Sales Tax (21% of general fund revenues): Sales tax collections for May increased by 2.0 percent. On a year-to-date basis, collections are at 0.1 percent growth – equal to the annual estimate required by the current forecast (excluding the acceleration of sales tax collections expected in June). This is the first time since November, 2000, that there have been three consecutive monthly increases in sales tax collections.
May was not a significant month for a number of other revenue sources, such as corporate income tax and insurance premiums. The following list provides data on other key taxes:
Year-to-Date Meet Estimate
Corporate (2.7% GF revenues) -20.5% -18.7%
Insurance Premiums (2.6% GF revenues) 10.4% 7.4%
ABC Taxes (1.1% GF revenues) 3.5% 2.3%
Interest Income (1.0% GF revenues) -33.6% -15.9%
Public Service Corporations (.9% GF revenues) -14.9% 2.2%
All Other Revenue. Revenue from all other sources declined in May by $37.6 million from last year – a 47.3 percent decline. Medicaid recoveries received last May distort the comparison, however. On a year-to-date basis, collections were 0.9 percent above the same period last year, due primarily to collections of taxes on wills, suits, and deeds, and contract fees. This is slightly above the estimates for this year.

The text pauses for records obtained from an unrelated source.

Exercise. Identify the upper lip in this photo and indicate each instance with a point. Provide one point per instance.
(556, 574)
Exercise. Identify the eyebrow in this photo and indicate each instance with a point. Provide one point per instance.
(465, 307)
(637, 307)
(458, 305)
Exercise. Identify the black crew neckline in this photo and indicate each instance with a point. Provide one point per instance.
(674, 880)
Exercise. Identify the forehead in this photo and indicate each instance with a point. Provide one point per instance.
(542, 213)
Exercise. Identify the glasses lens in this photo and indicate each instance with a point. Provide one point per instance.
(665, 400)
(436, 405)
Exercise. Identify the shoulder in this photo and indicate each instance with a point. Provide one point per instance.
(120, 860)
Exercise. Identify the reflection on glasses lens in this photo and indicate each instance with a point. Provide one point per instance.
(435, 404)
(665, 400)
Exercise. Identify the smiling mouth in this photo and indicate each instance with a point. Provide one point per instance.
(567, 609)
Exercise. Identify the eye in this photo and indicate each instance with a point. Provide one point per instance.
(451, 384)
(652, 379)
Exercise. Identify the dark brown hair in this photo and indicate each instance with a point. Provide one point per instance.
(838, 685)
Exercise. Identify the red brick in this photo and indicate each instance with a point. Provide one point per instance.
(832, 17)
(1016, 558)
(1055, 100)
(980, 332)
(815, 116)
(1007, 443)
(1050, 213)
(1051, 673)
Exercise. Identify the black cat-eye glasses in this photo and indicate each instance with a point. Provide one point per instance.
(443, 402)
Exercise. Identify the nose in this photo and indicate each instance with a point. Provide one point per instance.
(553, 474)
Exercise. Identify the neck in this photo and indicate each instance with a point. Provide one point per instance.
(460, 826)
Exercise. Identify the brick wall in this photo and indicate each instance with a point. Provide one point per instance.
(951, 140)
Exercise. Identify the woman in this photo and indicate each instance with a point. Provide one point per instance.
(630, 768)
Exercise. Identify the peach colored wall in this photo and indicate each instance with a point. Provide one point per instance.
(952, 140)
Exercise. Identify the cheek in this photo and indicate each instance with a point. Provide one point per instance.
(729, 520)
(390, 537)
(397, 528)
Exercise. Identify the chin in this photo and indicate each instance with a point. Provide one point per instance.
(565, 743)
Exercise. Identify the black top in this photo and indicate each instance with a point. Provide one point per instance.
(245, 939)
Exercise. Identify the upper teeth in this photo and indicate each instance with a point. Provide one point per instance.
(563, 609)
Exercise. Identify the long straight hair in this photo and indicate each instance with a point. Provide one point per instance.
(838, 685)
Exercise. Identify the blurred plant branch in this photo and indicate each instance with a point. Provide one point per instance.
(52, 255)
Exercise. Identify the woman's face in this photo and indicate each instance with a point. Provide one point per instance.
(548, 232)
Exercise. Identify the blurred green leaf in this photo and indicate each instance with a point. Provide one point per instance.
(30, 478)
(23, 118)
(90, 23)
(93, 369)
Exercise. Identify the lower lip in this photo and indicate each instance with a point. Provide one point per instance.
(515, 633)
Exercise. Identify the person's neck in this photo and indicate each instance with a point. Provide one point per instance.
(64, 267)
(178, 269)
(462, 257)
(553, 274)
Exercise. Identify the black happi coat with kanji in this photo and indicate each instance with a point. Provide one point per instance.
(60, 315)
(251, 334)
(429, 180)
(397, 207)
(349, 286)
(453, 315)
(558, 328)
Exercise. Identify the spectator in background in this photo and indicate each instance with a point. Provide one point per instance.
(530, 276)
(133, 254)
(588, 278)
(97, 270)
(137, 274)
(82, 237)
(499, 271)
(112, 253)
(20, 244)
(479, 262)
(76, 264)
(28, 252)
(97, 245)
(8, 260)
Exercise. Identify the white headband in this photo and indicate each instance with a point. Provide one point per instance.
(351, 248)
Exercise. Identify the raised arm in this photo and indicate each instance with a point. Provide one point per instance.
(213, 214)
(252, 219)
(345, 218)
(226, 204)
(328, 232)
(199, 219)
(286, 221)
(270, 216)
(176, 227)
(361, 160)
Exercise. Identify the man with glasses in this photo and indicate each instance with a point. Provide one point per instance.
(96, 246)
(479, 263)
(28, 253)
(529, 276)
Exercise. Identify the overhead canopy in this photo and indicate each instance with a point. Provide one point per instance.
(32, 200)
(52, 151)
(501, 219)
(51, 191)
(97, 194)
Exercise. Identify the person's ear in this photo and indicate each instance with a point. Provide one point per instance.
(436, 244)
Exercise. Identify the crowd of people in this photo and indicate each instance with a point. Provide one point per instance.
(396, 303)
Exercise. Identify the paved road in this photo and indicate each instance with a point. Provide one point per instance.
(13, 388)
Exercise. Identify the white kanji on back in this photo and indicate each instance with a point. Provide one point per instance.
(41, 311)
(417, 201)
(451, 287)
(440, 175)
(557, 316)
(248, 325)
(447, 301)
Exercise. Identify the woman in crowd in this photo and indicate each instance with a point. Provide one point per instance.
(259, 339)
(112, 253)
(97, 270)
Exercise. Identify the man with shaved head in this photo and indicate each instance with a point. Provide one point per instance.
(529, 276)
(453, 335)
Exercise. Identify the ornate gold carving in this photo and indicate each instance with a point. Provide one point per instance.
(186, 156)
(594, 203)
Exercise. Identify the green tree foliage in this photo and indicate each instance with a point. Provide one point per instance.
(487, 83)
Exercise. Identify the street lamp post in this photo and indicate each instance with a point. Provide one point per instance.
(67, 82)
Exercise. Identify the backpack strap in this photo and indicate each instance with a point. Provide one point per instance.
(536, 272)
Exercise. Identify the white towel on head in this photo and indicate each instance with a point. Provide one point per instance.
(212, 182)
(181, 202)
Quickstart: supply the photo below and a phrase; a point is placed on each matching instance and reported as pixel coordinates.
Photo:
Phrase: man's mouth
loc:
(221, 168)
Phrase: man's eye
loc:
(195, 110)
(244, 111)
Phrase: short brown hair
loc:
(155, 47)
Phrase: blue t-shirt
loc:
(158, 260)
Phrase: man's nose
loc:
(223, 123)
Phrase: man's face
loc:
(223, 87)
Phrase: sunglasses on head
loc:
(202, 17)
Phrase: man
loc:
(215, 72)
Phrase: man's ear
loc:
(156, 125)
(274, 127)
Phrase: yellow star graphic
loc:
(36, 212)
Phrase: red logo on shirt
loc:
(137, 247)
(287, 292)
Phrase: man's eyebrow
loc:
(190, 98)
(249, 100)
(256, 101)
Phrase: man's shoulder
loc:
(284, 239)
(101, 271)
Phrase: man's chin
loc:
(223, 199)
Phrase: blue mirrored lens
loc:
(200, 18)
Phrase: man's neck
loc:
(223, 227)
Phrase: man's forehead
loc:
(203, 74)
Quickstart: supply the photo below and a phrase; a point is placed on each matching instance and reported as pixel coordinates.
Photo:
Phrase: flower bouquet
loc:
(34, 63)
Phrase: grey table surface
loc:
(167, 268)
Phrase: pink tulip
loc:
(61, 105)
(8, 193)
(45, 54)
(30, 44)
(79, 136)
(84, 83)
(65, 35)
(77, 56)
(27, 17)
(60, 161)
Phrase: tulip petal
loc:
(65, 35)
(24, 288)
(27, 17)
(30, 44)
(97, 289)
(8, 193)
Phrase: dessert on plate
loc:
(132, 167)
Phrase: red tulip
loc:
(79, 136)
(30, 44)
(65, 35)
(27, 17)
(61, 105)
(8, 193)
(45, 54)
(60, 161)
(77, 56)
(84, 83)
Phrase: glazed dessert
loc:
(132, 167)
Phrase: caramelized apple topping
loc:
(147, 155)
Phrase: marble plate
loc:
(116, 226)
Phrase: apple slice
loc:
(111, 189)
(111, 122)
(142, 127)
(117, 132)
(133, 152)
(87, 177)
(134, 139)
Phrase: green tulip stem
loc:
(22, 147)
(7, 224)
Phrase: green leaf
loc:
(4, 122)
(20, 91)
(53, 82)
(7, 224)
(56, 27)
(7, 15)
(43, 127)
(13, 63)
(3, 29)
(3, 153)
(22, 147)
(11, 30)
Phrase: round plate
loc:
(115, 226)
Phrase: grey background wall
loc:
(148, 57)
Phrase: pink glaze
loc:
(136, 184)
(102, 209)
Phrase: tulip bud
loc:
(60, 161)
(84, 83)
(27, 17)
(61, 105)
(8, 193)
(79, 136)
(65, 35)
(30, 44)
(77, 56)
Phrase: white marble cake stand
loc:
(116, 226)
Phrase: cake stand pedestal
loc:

Lottery Revenues. In May, lottery net income grew 10.9 percent more than last year. On a year-to-date basis, growth of 13.7 percent is significantly above the amount needed to meet the revised revenue estimate. Growth to date indicates that Lottery collections will exceed the $329.0 million estimate by a comfortable margin. Sales are up in every lottery product for the year.
Growth in general fund revenues has now been negative for six consecutive months. Total year-to-date collections, including Tobacco Settlement revenues, are 5.8 percent below collections for the same period last year. Given the decline in individual income tax payments and significant increase in income tax refunds, all signs point to a substantial revenue shortfall at year-end.
Once general fund collections for FY 2002 are final, we will begin the formal process of re-forecasting revenues for FY 2003 and FY 2004.